Life-saving treatment provided too late
The increased burdenof chronic kidney disease is partly due to a growing elderly population, and partly due to a sharp increase in the most common underlying causes, diabetes and high blood pressure. Low awareness of the significance of impaired kidney function also means that life-saving treatment is sometimes provided too late or not at all.
The study includes epidemiological data from 195 countries and is the largest global effort to quantify chronic kidney disease to date. It is part of the Global Burden of Disease project that is sponsored by the Bill and Melinda Gates Foundation. The project has engaged more than 4,800 collaborators in quantifying 359 diseases and injuries and 84 risk factors for health loss between 1990 and 2017.

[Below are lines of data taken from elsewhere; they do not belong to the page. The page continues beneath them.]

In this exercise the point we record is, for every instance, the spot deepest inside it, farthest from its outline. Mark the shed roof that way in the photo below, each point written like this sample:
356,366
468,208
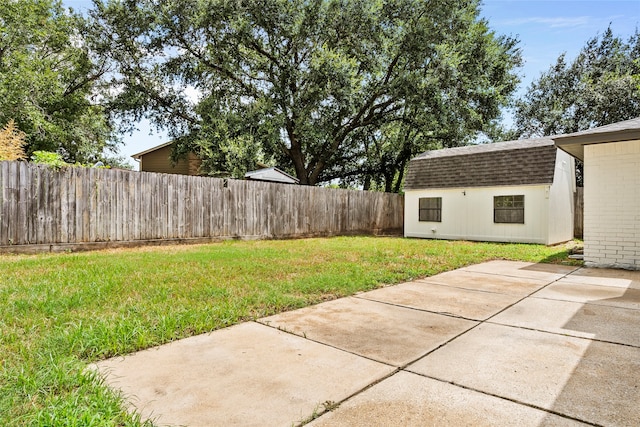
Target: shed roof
521,162
574,143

In the article now published, it is estimated that in 2017 about 9.1 percent of the world’s population suffered from some form of chronic kidney disease, of whom 1.23 million died as a direct result of their disease and another 1.36 million died of cardiovascular disease resulting from impaired kidney function. The number of direct deaths is expected to increase to between 2.2 million and 4 million by 2040. The analysis also highlights large differences in the burden of chronic kidney disease among countries and regions. In several regions, especially Oceania, sub-Saharan Africa and Latin America, the burden was much higher than expected for the level of development.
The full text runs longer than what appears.